The Windows interface does not work with a pen let alone a finger. Putting all the applications and files into a start menu and then making the user try to click that, it is asking for trouble. Trying to click on that start menu will drive most to toss their shiny new tablets across the room with frustration. Add to that, trying the close windows, clicking on small pop ups, finding a command buried deep in a menu system, all these will continue to frustrate the average user. Windows is not built with touch in mind, it was built for the mouse.
All of the these Windows tablets will require an x86 processor. The current crop of desktop processors run too hot and require too much power to be feasible inside a tablet. Intel's ATOM processor will be the most likely candidate for these tablets. The ATOM is the same processor used in most netbooks out there today. Anybody with a netbook will tell you they are very slow compared to a laptop machine. Buying a Windows tablet will be like buying a netbook without a keyboard. Not only will these tablet be slow, they will also have poor battery performance. Intel's ATOM processor uses more power than the iPad ARM processor. Windows tablets will run slowly and won't come close to matching the iPad's 10 hour battery life.
Not only will the operating system run slow, but the applications will as well. Since these tablet will run Windows, users will install their desktop applications on it like Microsoft Office. These applications are not designed to be efficient, so they end up being processor intensive. This is not a problem on most desktops or laptops, since they have more than enough power. This is not true for today's tablets, since they have less power than their desktop counterparts. Putting desktop applications on a tablet will cause these tablets to run even slower. A slow operating system combined with slow applications create a horrible user experience. These tablets never succeeded when they were alone in the market and now they have competition. Apple's iPad is the competition now, which has addressed all of these issues with the Windows tablet.
The iPad was created with a new operating system based on the iPhone. It has a touch interface, creating a great user experience. This operating system was designed to be efficient on today's low power ARM chips. When Apple added the app store, they also introduced a whole new set of efficient applications that were also built for the touch interface and ARM processor. Apple has invented a new type of tablet without any desktop legacy holding it back. Analysts' Predict the iPad will sell over 10 million units this year so it looks like a winner.

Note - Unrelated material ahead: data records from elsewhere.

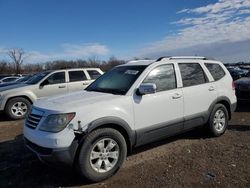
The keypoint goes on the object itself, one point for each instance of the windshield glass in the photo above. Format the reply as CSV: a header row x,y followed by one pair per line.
x,y
38,77
248,74
118,80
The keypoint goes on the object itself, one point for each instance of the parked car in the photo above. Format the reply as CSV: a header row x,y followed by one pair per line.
x,y
8,79
18,81
16,100
237,73
131,105
243,87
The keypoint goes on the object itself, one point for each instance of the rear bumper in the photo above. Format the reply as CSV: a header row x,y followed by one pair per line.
x,y
233,107
64,156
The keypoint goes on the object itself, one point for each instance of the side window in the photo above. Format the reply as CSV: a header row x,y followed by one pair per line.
x,y
163,76
75,76
56,78
192,74
94,74
216,70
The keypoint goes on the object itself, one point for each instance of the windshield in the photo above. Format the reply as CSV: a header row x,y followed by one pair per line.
x,y
38,77
118,80
248,74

Microsoft is going to try to compete with the hottest selling customer device by sticking Windows in a small box and getting rid of the keyboard. Looks like Microsoft will keep doing the same things over and over and hope to get a different result. Steve Ballmer may like his strategy, but the consumer does not. Microsoft's new tablets will fail like all their other tablets before it, because they have no vision for the tablet; Apple does.